1. What do you want to do with the funds?
This will determine the kind of reverse mortgage to go for. If you only need to pay for home repairs, you might entertain options other than an HECM loan. However, if you need to pay off your property taxes or huge medical and treatment costs, an HECM reverse mortgage might be a good idea.
2. Do you live in a property with a market value that’s higher than the average?
If that’s a yes, then an HECM loan is an option. Be sure to ask an HECM counselor or lender for more information. That way, you know what to compare: from charges and costs to interest rates and the amount of the money you can borrow.

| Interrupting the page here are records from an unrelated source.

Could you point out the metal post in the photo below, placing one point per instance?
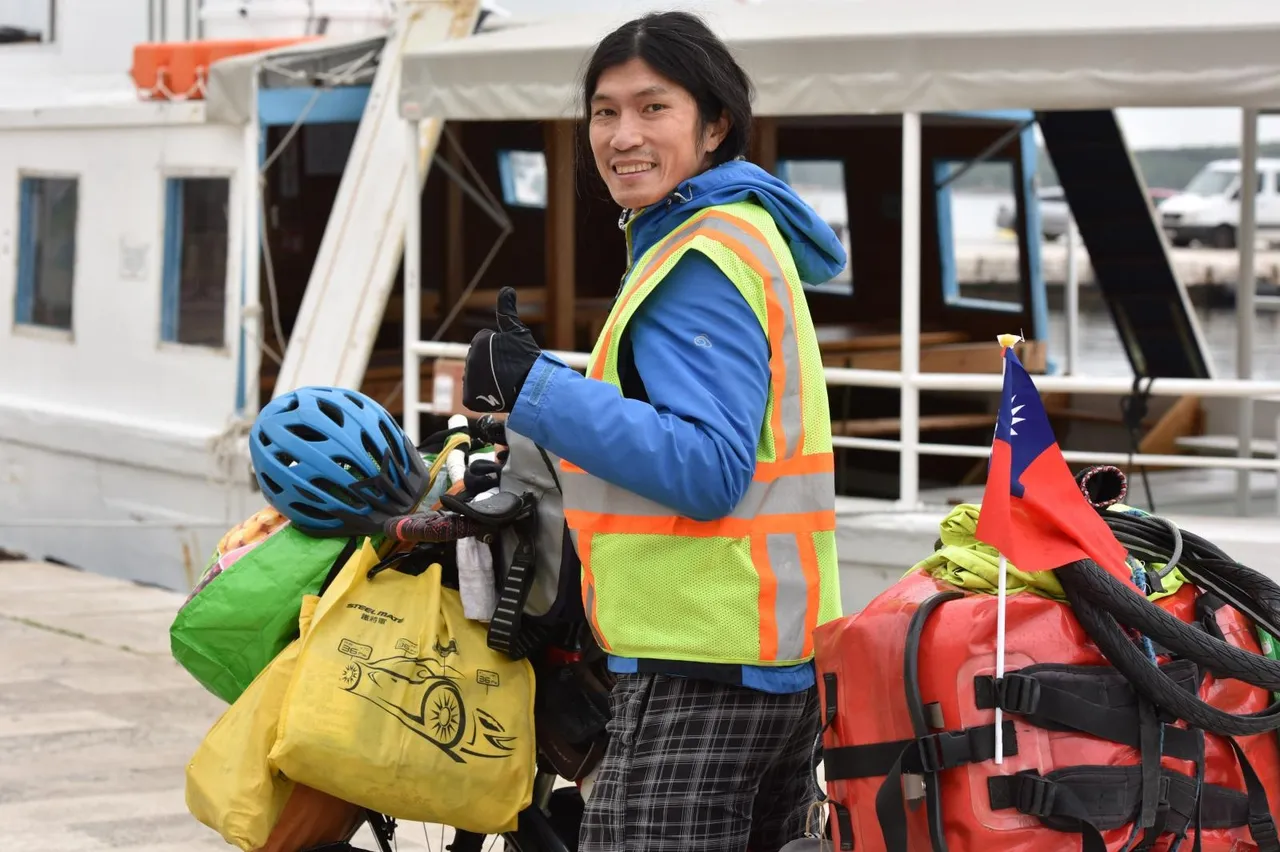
(1073, 298)
(1246, 289)
(909, 415)
(252, 319)
(412, 279)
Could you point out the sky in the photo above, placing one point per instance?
(1144, 128)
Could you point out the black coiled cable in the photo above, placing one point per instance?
(1105, 607)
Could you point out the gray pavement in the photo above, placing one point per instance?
(97, 720)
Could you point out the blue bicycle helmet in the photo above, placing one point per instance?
(334, 462)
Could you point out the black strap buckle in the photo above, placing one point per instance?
(1264, 830)
(1034, 796)
(944, 750)
(1018, 694)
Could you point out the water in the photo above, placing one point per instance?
(1101, 353)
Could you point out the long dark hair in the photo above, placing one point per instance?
(681, 47)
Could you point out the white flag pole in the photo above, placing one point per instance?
(1000, 658)
(1006, 340)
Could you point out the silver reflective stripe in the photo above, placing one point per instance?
(786, 495)
(792, 596)
(792, 413)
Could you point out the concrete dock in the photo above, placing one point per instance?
(97, 722)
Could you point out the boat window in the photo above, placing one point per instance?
(524, 178)
(979, 250)
(821, 183)
(46, 251)
(193, 293)
(26, 22)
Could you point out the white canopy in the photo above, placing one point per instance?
(826, 58)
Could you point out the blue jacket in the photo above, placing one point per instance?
(704, 362)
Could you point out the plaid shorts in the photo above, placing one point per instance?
(700, 765)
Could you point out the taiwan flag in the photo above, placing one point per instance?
(1032, 509)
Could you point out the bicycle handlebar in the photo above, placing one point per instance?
(430, 527)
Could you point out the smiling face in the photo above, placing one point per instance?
(647, 134)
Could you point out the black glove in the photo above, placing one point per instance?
(499, 361)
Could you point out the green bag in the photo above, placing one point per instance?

3. What are the fees and costs involved?
HECM loans often have closing, servicing, and origination fees so keep that in mind, as per the Federal Trade Commission’s recommendations. You’ll also need to compare interest rates. Shop around to make sure you aren’t getting the bad end of a deal. Some companies might overcharge, but if you’ve shopped around, you won’t get taken in that easily, allowing you to choose the best mortgage loan for you.
4. What about the loan repayment?
Consult a counselor from any approved housing counseling agencies or a reputable lender to explain how the Total Annual Loan Cost or TALC rates work. By showing you a projected value of your annual average cost of a reverse mortgage, complete with itemized costs, you’ll have a better idea of what you’re getting into. In an HECM loan, repayment can only start after certain conditions are met, so ask an HECM expert for guidance and assistance.